Señalaba George Steiner, hablando de los horrores padecidos por el pueblo hebraico, antes y después de la diáspora al encuentro de una pequeña tierra llena de enemigos, y cuya única apetencia era lanzar a los hijos de Abraham a las aguas del Mediterráneo o enterrarlos bajo las ruinas de Masada:
“Los hombres se han asesinado desde siempre por una franja de tierra, bajo banderas de distintos colores que enarbolan como estandartes, por pequeños matices en sus lenguas o dialectos”.
A continuación, el hijo de judíos vieneses nacido en París, glosa que el mismo Hamlet se asombra ante un ejército de paso. ¿Por qué avanza hacia la batalla sangrienta? ¿Es acaso para alcanzar un fin exaltado o fructífero?
Un capitán responde:
“A deciros verdad y sin la menor exageración, vamos a conquistar una reducida porción de tierra que no ofrece en sí más ventaja que su nombre. Ni por el precio de cinco ducados, cinco no más, la tomaría yo en arriendo, ni daría mayor beneficio al rey de Noruega o al de Polonia si la vendieran en pleno dominio”.

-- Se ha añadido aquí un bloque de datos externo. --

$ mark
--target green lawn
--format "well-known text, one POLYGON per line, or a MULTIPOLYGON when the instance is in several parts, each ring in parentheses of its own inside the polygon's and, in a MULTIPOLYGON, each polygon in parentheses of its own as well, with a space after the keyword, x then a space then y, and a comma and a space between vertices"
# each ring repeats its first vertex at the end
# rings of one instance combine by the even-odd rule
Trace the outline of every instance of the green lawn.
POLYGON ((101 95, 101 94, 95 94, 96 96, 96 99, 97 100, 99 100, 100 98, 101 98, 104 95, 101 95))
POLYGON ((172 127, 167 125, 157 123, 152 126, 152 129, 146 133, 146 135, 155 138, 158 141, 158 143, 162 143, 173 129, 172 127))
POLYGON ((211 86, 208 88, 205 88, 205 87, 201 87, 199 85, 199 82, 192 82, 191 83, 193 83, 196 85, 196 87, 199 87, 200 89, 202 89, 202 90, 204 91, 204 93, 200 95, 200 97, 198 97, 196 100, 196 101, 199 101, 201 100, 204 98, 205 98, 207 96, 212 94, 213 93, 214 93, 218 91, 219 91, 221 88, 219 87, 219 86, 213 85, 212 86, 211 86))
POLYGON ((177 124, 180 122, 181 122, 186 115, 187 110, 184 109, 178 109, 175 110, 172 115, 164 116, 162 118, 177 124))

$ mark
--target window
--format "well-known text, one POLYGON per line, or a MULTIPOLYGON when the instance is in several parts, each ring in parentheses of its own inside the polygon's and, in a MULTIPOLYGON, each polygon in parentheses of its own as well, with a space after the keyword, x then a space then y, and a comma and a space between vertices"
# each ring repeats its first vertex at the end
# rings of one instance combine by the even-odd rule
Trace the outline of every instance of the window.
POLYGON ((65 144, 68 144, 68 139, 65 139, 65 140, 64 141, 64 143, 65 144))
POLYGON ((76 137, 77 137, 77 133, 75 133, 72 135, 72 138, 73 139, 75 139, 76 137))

Debido a ese pedazo de tierra baldía, comenzaron las profundas confusiones de los tiempos actuales venidos de lejanos días en que la Biblia y el Corán expandieron sangre de los manantiales de Jerusalén llegados del río Jordán.
La historia de los humanos se encumbra sobre venganzas mortíferas, dejando poco espacio a la comprensión de sus perdurables enemigos. Intentar salvar al mundo judaico de ayer y hoy, es un bramido llegado del alba de los tiempos.
Seria necesario – y eso solamente sucederá en el final de los tiempos - que las trompetas de Jericó, y en la Mezquita Omeya de Damasco, suenen al unísono hacia Jerusalén, La Meca, Medina y El Vaticano.
Para conseguir ese compromiso al día de hoy, sería necesaria una reunión en el mismo Gólgota entre Jesucristo y Mahoma.
Todos, varones o hembras, hemos sido construidos de lamentable levadura mal cocida, y el soplo de la supervivencia nos ha dejado insondables heridas aún no cicatrizadas.
Alguna vez quizás conoceremos nuestro fragmentado origen, y será en el instante en que el Universo protector decida hablar, sin truenos ni relámpagos, a toda la humanidad viva o muerta.